Progress is well worth celebrating, and this is why May 17th is first and foremost, a day for celebration. Unfortunately in many places around the world, TBLGIAPQQ2S people still face injustice and live in fear and danger, sometimes for their very lives.
OPSEU President Warren “Smokey” Thomas says this year’s global theme of Justice and Protection for all is timely in Ontario. “The Ford government’s recent announcement to cut $133M in funding to Legal Aid Ontario is a great disservice to some of Ontario’s most vulnerable” he said.
“We need to mobilize against this type of attack on services designed to support low income groups, many of whom are immigrants, refugees and members of the TBLGIAPQQ2S community.”

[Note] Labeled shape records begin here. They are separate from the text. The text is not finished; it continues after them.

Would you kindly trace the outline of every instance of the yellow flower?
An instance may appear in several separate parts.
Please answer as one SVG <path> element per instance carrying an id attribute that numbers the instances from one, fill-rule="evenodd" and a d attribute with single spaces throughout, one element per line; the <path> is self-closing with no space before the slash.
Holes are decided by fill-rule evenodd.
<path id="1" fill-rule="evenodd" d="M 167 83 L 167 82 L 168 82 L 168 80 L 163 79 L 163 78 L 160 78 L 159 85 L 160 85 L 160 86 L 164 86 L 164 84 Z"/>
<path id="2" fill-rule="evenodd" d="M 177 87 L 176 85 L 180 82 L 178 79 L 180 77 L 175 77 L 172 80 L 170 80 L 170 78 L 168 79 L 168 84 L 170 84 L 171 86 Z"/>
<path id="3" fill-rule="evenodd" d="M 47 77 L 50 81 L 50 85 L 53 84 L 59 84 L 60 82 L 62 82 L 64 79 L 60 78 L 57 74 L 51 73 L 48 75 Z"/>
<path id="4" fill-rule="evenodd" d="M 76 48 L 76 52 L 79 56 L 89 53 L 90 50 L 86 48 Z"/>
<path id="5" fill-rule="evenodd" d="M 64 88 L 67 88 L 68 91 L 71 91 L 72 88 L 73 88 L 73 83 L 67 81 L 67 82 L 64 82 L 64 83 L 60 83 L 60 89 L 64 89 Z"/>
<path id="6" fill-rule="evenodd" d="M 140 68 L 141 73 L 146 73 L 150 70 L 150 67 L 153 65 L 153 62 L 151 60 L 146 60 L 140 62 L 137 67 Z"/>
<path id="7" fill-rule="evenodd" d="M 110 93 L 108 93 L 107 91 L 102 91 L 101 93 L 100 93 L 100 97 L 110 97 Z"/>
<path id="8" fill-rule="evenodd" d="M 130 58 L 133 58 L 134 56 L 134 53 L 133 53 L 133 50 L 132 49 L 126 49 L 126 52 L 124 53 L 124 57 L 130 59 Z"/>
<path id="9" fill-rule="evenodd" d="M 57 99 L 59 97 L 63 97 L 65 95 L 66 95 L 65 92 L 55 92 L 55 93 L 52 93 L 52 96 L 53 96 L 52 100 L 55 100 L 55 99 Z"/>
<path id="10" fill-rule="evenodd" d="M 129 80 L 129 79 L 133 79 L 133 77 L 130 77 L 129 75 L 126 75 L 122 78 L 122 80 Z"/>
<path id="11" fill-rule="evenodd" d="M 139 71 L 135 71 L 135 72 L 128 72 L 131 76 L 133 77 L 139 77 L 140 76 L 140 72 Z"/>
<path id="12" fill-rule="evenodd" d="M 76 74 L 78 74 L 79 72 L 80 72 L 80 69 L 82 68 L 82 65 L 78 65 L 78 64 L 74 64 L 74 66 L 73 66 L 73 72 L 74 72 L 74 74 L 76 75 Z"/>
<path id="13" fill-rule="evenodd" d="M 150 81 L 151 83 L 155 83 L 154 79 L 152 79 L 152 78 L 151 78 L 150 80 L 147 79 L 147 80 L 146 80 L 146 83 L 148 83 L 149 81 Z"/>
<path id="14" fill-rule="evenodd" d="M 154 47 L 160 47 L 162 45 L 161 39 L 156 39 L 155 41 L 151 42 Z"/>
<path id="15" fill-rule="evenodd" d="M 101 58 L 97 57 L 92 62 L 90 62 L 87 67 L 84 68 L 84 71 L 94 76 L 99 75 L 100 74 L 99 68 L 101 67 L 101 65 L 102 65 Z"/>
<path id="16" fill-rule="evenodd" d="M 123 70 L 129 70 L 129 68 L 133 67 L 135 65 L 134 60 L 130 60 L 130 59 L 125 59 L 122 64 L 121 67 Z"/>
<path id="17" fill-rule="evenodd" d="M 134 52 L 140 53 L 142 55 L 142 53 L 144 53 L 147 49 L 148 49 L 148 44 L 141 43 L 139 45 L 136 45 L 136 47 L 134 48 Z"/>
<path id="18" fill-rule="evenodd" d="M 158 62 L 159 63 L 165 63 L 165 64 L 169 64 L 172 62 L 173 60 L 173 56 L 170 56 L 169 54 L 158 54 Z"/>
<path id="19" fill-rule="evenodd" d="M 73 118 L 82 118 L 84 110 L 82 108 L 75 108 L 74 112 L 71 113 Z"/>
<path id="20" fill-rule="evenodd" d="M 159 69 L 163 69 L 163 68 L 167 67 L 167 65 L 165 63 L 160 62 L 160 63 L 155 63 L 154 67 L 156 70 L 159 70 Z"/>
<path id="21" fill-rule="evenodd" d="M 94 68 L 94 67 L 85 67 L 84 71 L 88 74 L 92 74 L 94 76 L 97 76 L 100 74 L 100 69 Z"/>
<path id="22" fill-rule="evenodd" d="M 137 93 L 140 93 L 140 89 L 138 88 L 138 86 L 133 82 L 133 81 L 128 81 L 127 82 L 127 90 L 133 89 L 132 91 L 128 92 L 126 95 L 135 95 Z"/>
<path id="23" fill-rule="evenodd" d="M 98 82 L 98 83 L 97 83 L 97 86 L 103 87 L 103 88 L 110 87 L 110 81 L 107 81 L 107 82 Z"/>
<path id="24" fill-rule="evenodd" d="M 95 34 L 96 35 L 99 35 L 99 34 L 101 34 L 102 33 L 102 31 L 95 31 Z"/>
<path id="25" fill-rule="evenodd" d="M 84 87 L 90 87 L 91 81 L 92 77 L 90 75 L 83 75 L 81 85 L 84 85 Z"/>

The latest global report from the International Lesbian, Gay, Bisexual, Trans and Intersex Association (ILGA) on state-sponsored homophobia lists 72 states that still criminalize same-sex sex relations. In 45 of these states, the law is applied to women as well as men.
Many more states restrict the freedom of speech on gender and sexual diversities, or put other forms of legal pressure. Only 63 states provide some form of anti-discrimination protection and in some places, initial progress in justice has ended up being rolled back.
“This is why more legal and policy reforms are necessary to ensure justice and protection for all TBLGIAPQQ2S people” said Morgen Veres, Co-Chair of OPSEU’s Rainbow Alliance arc-en-ciel.
But the TBLGIAPQQ2S community alone cannot do everything. While social climates have in some places become better over the years by making people feel safer in their societies, in other places violence, including killings, and stigma have actually increased.
Authoritarian and fascist regimes are on the rise and threaten human rights and fundamental freedoms. There is a worrying rise in attempts to whip up moral panics and to scapegoat TBLGIAPQQ2S people. In addition, people with diverse gender identities or expressions are still the main targets of social violence and injustice.
On May 17th, individuals, organizations, institutions, corporations, etc. will speak out against TBLGIAPQQ2S phobias. They will also continue the collective journey towards societies that ensure justice and protection for all. In a fair and just world, no one shall be left behind! These actions unite millions of people in support of the recognition of human rights for all, regardless of one’s sexual orientation or gender identity or expression.
May 17 was chosen to annually commemorate IDAHOT because in 1990, it marked the date the World Health Organization (WHO) removed homosexuality, listed as a mental illness, from the International Classification of Diseases.